La forme y contribue grandement tant par le style littéraire que par le recours aux procédés rhétoriques traditionnels. le style est dense, qui emploie termes littéraires rares et combine phrases segmentées aux périodes cicéroniennes qui demandent du souffle. Parfois manquent les articles, cependant que les verbes sont employés absolument là où on attendrait un complément ; tout comme les adjectifs en incises sont substitués aux adverbes. le plan épouse celui d'une dissertation avec introductions, transitions clairement signalées et conclusions où le ton s'enfle et avoisine l'emphase, mais sans pédanterie.

A cela s'ajoute une culture jamais prise en défaut. Georges Duby semble avoir tout lu, tout vu et tout retenu de ce qui concerne le Moyen-Âge. Il est à l'aise dans tous les champs culturels, historique, culturels, religieux et esthétique sans oublier la littérature.

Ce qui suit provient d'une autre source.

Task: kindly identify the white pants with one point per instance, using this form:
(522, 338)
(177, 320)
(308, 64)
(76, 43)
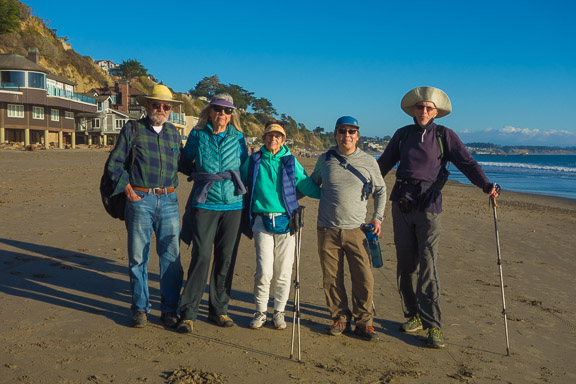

L'oeuvre fourmille de notions, de faits, d'événements et d'anecdotes, à en donner le vertige. le tout permet de saisir que l'évolution des mentalités explique et accompagne les nouvelles formes artistiques qui voient le jour sous l'impulsion d'hommes marquants (Saint-Louis, l'abbé Suger, l'empereur Frédéric II…) ou d'événements historiques tels que la Reconquista ou la prise de Byzance par les croisés, pour n'en citer que deux.

Un livre à lire à tout prix, ne serait-ce que pour apprendre que le Moyen-Âge n'est pas aussi barbare et obscur que Rabelais le prétendait.